The two subtypes of the acute erythroid leukemias, erythroleukemia and pure erythroid leukemia, are characterized by a predominant erythroid population and, in the case of erythroleukemia, the presence of a significant myeloid component. Erythroleukemia (erythroid/myeloid; M6a) is predominantly a disease of adults, comprising approximately 5% to 6% of cases of AML.[63] Pure erythroid leukemia (M6b) is rare and occurs in all age groups.

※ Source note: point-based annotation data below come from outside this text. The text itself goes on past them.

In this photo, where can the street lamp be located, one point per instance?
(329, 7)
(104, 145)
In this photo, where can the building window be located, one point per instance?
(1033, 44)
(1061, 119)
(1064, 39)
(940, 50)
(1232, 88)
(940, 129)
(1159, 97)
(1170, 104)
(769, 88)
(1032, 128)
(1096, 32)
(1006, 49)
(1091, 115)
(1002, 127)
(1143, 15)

Occasional cases of chronic myeloid leukemia (CML) may evolve to one of the acute erythroid leukemias.[57] Erythroleukemia may present de novo or evolve from an MDS, either RAEB or RCMD-RS or RCMD. (Refer to the PDQ summary on Myelodysplastic Syndromes Treatment for more information.) The clinical features of these acute leukemias include profound anemia and normoblastemia. (Refer to the PDQ summary on Fatigue for more information.)

Morphologic and cytochemical features of erythroleukemia include the following:[57]

  • 50% or more erythroid precursors in the entire nucleated cell population of the bone marrow.
  • 20% or more myeloblasts in the nonerythroid population in the bone marrow.
  • Dysplastic erythroid precursors with megaloblastoid nuclei.
  • Multinucleated erythroid cells.
  • Myeloblasts of medium size, occasionally with Auer rods.
  • Ringed sideroblasts.
  • Positive PAS stain in the erythroid precursors.
  • Hypercellular bone marrow.
  • Megakaryocytic dysplasia.

Morphologic and cytochemical features of pure erythroid leukemia include the following:

  • Medium- to large-sized erythroblasts with round nuclei, fine chromatin, one or more nucleoli, deeply basophilic cytoplasm, and occasional coalescent vacuoles.
  • Erythroblasts reactive with alpha-naphthyl acetate esterase.
  • Acid phosphatase.
  • PAS.

Immunophenotyping in erythroleukemia reveals erythroblasts that react with antibodies to glycophorin A and hemoglobin A and myeloblasts that express a variety of myeloid-associated antigens (CD13, CD33, CD117, c-kit, and MPO). Immunophenotyping in acute erythroid leukemia reveals expression of glycophorin A and hemoglobin A in differentiated forms. Markers such as carbonic anhydrase 1, Gero antibody against the Gerbich blood group, or CD36 are usually positive. The differential diagnosis for erythroleukemia includes RAEB and AML with maturation with increased erythroid precursors and AML with multilineage dysplasia (involving ≥50% of myeloid or megakaryocyte-lineage cells). If erythroid precursors are 50% or more and the nonerythroid component is 20% or more, the diagnosis is erythroleukemia, whereas, if the nonerythroid component is less than 20%, the diagnosis is RAEB. The differential diagnosis for pure erythroid leukemia includes megaloblastic anemia secondary to vitamin B12 or folate deficiency, acute megakaryocytic leukemia, and ALL or lymphoma.[57]